Gratuity to pension switch a backward step – former Health Minister

Doctors’ benefits yanked

… will send doctors into welcoming arms of Caribbean, US

A former Health Minister is describing the step taken by Government to move doctors from gratuity to pensionable establishments as a “retrograde” step that will only drive highly trained professionals to other, greener pastures.

Former Health Minister, Dr Bheri Ramsarran

According to Dr Bheri Ramsarran, former Health Minister under the People’s Progressive Party (PPP) Government, the gratuity was intended to be an incentive to doctors after their years of study, sometimes half a decade.

He expressed worry that doctors will be de-incentivised and will move away to other jurisdictions such as Caribbean countries and even the United States, where their skill and talent will be welcomed.
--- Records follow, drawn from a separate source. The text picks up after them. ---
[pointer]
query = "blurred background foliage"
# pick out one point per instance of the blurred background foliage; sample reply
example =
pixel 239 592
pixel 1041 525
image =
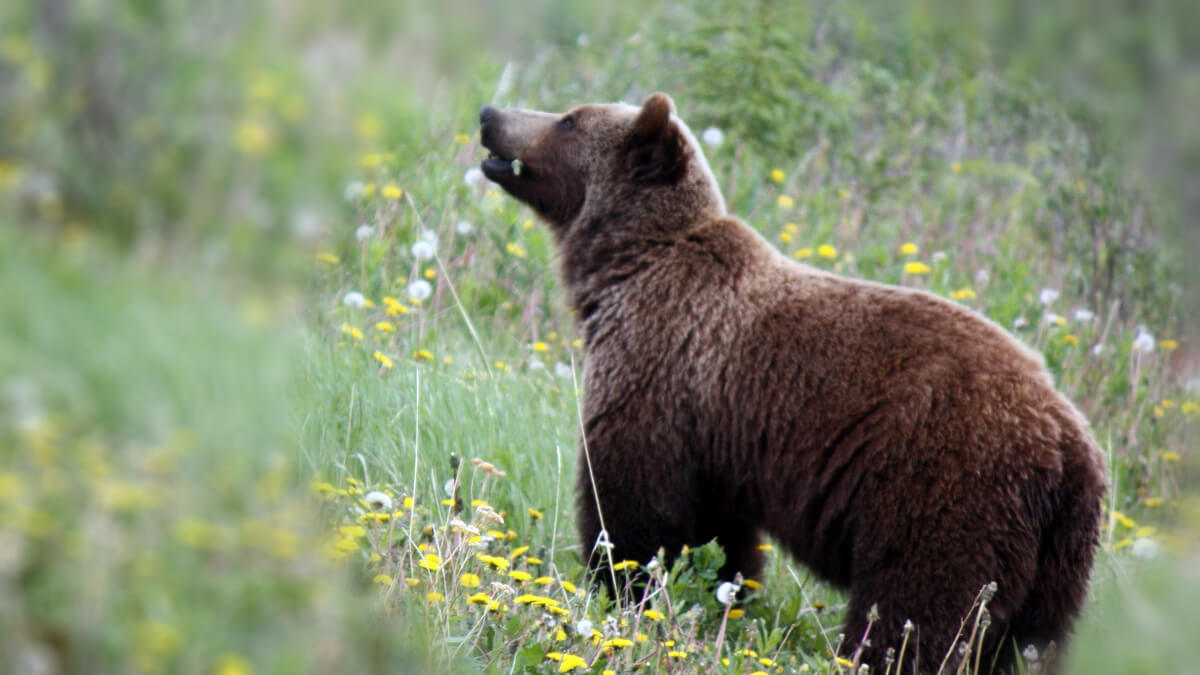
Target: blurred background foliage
pixel 175 368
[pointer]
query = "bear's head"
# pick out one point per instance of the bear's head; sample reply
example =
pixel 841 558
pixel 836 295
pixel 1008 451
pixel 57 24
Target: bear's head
pixel 600 162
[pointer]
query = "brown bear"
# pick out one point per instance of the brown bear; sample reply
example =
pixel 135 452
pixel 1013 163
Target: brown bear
pixel 901 446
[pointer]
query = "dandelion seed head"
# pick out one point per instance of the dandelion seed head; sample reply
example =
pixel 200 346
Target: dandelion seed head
pixel 420 290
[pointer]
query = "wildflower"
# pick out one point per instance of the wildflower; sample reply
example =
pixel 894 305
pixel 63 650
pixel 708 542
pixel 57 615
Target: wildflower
pixel 1144 342
pixel 378 501
pixel 420 290
pixel 726 592
pixel 423 250
pixel 570 662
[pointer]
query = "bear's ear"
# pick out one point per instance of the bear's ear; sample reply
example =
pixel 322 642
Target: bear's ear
pixel 654 118
pixel 655 149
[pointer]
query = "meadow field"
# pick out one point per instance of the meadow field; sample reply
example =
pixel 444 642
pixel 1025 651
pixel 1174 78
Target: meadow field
pixel 286 386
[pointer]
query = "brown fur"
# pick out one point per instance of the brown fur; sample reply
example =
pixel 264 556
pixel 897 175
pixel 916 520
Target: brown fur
pixel 903 447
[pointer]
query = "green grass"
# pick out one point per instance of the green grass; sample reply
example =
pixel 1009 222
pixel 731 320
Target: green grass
pixel 191 416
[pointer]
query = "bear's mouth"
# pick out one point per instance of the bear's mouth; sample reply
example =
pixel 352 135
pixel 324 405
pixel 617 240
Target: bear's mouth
pixel 497 166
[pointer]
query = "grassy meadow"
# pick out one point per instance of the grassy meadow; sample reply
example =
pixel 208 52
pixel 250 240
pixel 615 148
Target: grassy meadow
pixel 287 387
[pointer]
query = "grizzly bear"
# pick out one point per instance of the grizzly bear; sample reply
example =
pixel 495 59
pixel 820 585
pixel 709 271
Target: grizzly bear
pixel 901 446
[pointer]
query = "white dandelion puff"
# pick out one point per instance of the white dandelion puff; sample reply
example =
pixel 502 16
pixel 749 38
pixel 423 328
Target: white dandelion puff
pixel 420 290
pixel 1144 342
pixel 354 299
pixel 423 250
pixel 727 592
pixel 378 501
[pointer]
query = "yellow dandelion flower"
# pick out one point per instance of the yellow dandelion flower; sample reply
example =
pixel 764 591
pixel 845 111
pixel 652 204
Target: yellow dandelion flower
pixel 495 561
pixel 617 643
pixel 570 662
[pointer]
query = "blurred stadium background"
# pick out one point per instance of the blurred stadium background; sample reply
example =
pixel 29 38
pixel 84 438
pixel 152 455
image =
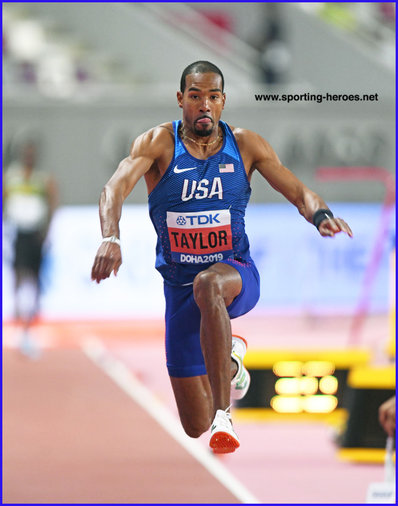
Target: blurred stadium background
pixel 84 79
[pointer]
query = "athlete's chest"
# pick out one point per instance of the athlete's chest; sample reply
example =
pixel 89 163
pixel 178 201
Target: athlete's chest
pixel 193 180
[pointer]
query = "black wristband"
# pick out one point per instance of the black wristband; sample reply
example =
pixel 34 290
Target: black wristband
pixel 320 216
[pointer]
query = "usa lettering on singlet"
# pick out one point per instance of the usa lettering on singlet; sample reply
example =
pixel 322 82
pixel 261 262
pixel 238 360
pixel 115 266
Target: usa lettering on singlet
pixel 198 210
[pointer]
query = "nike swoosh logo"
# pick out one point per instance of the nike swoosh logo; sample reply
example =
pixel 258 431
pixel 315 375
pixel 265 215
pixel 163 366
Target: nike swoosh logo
pixel 177 171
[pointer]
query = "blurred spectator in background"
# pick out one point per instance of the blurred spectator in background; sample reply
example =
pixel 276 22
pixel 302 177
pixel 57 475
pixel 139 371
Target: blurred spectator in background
pixel 29 201
pixel 387 416
pixel 275 54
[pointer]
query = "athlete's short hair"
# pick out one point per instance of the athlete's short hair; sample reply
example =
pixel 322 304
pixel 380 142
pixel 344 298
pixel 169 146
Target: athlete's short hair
pixel 200 67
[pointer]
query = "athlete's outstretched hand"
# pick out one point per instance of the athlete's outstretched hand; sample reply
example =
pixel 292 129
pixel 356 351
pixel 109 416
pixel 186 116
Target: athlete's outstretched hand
pixel 108 259
pixel 387 416
pixel 332 226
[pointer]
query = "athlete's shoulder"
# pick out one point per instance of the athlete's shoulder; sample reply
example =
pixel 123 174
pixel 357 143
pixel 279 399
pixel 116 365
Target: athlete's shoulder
pixel 154 140
pixel 245 137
“It’s a retrograde step and most likely we will see an exodus of those professionals, a very costly slice of human resource of the country. They will simply leave when their contract is finished,” he said.
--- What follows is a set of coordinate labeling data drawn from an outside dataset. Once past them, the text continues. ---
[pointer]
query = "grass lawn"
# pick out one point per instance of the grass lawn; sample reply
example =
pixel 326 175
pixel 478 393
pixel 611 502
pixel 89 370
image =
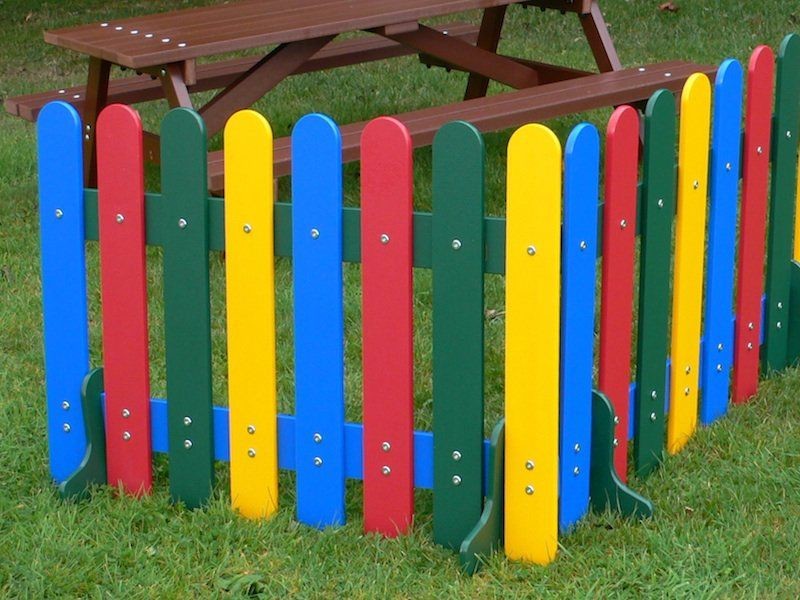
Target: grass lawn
pixel 727 518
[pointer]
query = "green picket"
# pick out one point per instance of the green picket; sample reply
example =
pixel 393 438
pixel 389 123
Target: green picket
pixel 187 312
pixel 781 209
pixel 457 263
pixel 656 214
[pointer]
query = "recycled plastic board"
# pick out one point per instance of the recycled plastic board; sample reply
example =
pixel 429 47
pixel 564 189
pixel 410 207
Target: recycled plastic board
pixel 187 313
pixel 579 252
pixel 318 320
pixel 250 302
pixel 753 225
pixel 123 286
pixel 66 325
pixel 387 321
pixel 533 262
pixel 689 253
pixel 717 357
pixel 657 211
pixel 619 240
pixel 458 350
pixel 781 208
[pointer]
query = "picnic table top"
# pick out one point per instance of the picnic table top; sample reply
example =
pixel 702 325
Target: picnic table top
pixel 158 39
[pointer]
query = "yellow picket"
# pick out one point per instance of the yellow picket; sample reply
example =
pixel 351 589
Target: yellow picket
pixel 689 252
pixel 533 256
pixel 250 289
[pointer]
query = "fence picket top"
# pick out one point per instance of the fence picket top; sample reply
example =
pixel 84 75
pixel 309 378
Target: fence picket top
pixel 533 261
pixel 250 317
pixel 187 312
pixel 64 299
pixel 657 212
pixel 458 340
pixel 579 252
pixel 318 320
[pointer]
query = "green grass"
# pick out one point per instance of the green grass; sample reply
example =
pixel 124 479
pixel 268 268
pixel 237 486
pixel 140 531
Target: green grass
pixel 727 518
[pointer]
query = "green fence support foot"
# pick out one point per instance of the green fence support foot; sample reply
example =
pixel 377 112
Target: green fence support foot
pixel 606 490
pixel 793 351
pixel 487 535
pixel 92 470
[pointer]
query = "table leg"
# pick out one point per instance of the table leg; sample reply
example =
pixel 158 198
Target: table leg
pixel 488 39
pixel 596 31
pixel 96 98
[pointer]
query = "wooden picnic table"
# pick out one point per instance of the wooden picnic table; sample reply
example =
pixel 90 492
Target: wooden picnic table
pixel 165 47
“What’s more, it’s not being implemented for people who just graduated. It’s even going back to persons who graduated a few years (ago), but are still on Government contracts, predominantly from the Cuban/Guyana programme for training doctors.”

“So we have a significant portion of the health sector workforce which is now affected negatively, which is dissatisfied and which we might very well see leaving us as soon as they can. They’re very welcome in the small islands and of course, North America. Some might even be preparing for that.”

He urged the Government to revert to the gratuity arrangements, which allowed the doctors to get the money when they needed it. Ramsarran stressed that the arrangement was aimed at attracting and retaining human resource.

“Who knows, you might find people not wanting to take up scholarships now, if they know they’re coming back to this type of (arrangement). You might very well have a dearth of applicants. The retrograde step of forcing them back to the old establishment where they will get a pension at the end of their work lives is obviously, to anyone, dumb.”

According to the documents seen by Guyana Times, the changes apply to temporary workers and contract workers with a GS: 3 to GS: 14 salary scale. It is being done under the authority of the Public Service Commission.

Workers in these categories had until Friday last before it went into effect. According to reports, there have been no public consultations with the affected doctors before the implementation of this policy.

During a press conference at freedom house on Thursday, Opposition Leader Bharrat Jagdeo had flayed the Government for its clandestine move. He stated that by forcing doctors to accept the unpopular pension scheme, doctors who joined with expectations of gratuity will exit the public service as soon as their contract comes up renewal.

The former President noted that if this happens, a health sector already suffering from drug shortages will be hit even further by a shortage of personnel, including doctors and nurses.

While a pension is a contributory arrangement, gratuity is a sum of money paid at the end of a stipulated tenure of service or upon retirement. In most cases there is a prescribed formula for calculating gratuity, thus removing the onus of determining payments from the employer.

It is understood that doctors were eligible, upon satisfactory service being provided, for gratuity at a rate of 22.5 per cent of their basic salary, calculated on the basis of three months. However the doctor could have chosen to receive their gratuity at six months intervals.